YORK should be accessible to all, no matter how easily or otherwise they can get around. That much should be obvious to everyone, yet the reality is more muddled.
This city is still not doing enough to make life as straightforward as possible for those with physical limitations. Six months after new legislation came into force, a number of prominent businesses and services have not yet made the changes now required under the new law.
People confined to wheelchairs may well feel the disabled get a poor deal in York. This is certainly the view of campaigner Lynn Jeffries, who has long used her own wheelchair to highlight the problems that can be faced in trying to get around York.
Sometimes there are great difficulties to surmount.
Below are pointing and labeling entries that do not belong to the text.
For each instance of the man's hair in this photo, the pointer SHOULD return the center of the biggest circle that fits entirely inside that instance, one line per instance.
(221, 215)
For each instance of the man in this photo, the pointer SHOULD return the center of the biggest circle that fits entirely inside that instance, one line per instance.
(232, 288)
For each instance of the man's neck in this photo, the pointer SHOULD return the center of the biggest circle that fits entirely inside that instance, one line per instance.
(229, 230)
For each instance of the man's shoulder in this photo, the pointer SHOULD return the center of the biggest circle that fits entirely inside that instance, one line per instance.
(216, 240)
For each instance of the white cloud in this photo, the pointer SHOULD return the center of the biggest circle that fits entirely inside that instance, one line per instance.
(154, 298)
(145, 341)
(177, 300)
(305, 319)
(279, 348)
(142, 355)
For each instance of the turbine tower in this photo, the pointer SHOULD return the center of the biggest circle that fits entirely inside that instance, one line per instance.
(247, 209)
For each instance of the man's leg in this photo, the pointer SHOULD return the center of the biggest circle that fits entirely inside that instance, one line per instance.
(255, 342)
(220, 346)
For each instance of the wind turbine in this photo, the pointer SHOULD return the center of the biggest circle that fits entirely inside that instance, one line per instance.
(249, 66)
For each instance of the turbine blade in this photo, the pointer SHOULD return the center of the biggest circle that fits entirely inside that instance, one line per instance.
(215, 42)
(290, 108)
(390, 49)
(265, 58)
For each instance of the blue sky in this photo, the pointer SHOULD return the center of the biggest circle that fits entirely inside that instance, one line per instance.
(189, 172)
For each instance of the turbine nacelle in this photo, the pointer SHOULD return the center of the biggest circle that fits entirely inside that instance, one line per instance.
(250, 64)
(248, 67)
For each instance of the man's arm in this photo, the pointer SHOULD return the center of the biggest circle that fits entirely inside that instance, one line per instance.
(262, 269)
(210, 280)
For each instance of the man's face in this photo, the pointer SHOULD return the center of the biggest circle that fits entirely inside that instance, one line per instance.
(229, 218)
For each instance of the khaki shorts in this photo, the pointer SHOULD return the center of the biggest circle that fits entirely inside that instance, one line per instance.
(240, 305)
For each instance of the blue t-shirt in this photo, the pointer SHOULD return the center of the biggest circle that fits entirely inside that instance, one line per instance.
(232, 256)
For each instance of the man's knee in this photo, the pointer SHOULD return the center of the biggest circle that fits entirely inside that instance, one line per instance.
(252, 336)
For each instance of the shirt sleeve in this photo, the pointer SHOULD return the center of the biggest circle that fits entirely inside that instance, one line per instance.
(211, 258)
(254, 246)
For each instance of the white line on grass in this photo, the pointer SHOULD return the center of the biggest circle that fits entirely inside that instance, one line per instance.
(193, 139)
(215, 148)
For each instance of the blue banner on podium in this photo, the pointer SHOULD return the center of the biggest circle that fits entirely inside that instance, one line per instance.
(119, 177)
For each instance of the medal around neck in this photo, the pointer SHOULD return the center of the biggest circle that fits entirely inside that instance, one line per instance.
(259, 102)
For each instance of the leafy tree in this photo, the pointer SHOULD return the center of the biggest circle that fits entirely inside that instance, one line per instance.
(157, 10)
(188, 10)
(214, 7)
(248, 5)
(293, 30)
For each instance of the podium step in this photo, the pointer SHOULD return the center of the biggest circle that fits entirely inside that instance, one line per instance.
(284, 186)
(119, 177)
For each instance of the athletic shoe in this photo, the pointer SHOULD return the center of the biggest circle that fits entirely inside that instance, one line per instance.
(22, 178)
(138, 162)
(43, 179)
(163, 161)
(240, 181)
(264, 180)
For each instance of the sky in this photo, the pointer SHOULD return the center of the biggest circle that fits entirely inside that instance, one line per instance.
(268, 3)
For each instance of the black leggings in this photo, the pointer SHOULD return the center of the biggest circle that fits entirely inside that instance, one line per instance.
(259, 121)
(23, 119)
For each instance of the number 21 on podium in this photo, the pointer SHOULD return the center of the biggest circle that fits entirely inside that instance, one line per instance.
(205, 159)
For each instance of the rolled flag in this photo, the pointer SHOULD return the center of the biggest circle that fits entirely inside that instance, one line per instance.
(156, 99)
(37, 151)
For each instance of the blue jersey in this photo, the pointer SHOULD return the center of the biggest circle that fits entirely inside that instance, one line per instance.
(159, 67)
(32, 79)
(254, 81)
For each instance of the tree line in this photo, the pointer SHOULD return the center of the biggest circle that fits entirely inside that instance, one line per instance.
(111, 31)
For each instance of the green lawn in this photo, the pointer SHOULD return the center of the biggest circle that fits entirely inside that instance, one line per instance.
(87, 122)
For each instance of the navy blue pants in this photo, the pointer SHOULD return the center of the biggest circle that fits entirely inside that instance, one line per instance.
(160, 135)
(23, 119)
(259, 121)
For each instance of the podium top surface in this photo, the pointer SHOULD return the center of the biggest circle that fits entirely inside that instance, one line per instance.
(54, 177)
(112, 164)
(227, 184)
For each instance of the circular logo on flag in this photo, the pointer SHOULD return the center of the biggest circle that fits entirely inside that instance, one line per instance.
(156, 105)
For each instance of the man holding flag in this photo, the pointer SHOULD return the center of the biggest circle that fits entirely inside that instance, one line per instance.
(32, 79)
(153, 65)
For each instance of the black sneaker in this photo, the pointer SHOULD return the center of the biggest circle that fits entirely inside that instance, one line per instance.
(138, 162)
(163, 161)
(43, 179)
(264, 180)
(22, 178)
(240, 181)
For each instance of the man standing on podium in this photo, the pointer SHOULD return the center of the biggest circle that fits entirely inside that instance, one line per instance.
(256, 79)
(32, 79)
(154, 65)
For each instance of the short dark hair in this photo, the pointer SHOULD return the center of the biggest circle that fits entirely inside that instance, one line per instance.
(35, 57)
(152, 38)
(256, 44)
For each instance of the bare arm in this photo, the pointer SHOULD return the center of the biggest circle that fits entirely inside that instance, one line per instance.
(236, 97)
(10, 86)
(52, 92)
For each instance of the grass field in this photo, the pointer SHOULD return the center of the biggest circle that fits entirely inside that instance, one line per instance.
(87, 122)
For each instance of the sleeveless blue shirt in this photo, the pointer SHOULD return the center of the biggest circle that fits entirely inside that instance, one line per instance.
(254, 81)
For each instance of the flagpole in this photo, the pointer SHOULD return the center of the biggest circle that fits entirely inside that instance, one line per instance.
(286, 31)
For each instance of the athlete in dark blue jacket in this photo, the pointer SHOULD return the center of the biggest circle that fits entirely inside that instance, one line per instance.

York is an ancient and historical city so it is not always going to be easy to admit wheelchairs everywhere with ease. Yet that cannot be used as an excuse for inaction. Besides, many of the difficulties encountered by Lynn as she carried out this newspaper's accessibility survey were caused by nothing more than a small step.
The trouble is, what is hardly noticed by the able-bodied is enough to deny access to someone in a wheelchair. All it takes to get round such obstacles is a ramp - and if one cannot be built, a temporary structure will suffice, so long as there is a bell outside a shop with a note explaining how the disabled can summon assistance.
More has to be done to enforce a law which was brought in for very good reasons.